CBS and ABC heaped blame on lenders, rather than borrowers after a stock market slide yesterday was spurred by new home foreclosure numbers. Both networks lamented the problems of borrowers rather than blame them for taking out high-risk loans.
According to CBS “Evening News” about 8 percent of subprime borrowers are three months behind in payments or are facing foreclosure. “World News with Charles Gibson” on ABC reported that there are 900,000 homes in foreclosure right now.
The “Evening News” quoted Iowa Attorney General Tom Miller who called high-risk subprime loans “unfair” and “unwise and unsafe,” during the March 13 program. Reporter Anthony Mason told viewers that Miller is “calling for tougher standards for lenders.”
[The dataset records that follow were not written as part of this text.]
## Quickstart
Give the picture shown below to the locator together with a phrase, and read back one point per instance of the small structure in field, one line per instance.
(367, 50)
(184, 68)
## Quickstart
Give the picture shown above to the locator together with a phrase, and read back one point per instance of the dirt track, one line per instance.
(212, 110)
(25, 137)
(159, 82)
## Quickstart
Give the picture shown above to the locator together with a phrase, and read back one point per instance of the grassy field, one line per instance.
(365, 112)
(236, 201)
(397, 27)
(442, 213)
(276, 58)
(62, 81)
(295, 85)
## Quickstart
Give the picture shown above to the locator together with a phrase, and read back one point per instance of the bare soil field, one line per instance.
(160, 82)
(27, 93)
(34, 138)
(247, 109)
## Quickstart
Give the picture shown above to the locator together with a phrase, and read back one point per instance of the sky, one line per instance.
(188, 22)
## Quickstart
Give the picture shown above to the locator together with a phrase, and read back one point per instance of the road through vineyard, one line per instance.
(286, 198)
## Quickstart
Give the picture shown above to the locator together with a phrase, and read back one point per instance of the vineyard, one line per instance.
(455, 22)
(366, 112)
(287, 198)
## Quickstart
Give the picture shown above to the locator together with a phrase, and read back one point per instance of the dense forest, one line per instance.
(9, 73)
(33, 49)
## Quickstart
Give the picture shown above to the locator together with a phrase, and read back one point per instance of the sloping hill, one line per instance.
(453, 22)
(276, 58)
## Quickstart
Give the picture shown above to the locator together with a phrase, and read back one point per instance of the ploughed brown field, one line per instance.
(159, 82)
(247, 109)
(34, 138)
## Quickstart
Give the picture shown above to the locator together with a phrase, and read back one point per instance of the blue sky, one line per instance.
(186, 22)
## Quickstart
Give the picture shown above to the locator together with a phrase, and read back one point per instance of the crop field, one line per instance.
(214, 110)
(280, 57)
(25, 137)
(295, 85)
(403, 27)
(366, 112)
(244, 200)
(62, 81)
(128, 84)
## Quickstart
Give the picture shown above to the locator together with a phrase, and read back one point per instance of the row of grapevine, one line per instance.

Keeping with the CBS tradition of presenting negative economic news as looming disaster, Mason followed up one industry analyst’s forecast of a possible housing-led recession with this statement:
“But at the very least, Josh Rosner [the analyst] says the housing market has 12 to 36 months of difficult times ahead.”
“World News with Charles Gibson” on March 13 also blamed lenders, but took pity on families “fighting to hold on.” Reporter David Muir complained that, “Mortgage companies were lending to people with questionable credit,” before interviewing a couple struggling to make their payments.
There was also talk of regulation during “World News”
Neither CBS, nor ABC included any response from a lending organization.
In contrast, the NBC “Nightly News” report by Maria Bartiromo of CNBC was not overly-dramatic and included the concept of personal responsibility.
“Remember, we’ve had a very easy lending environment for several years now. People took out loans who probably couldn’t afford them,” said Bartiromo.
She did explain the worry that housing troubles may “bleed into the broader economy,” but said so far that has not happened. Bartiromo even had some cheerful news to report from a new CNBC poll.
“71 percent of those people surveyed say their standard of living is either meeting or exceeding their own expectations,” said Bartiromo adding, “a full 60 percent of those invested think that the stock market will actually go up this year.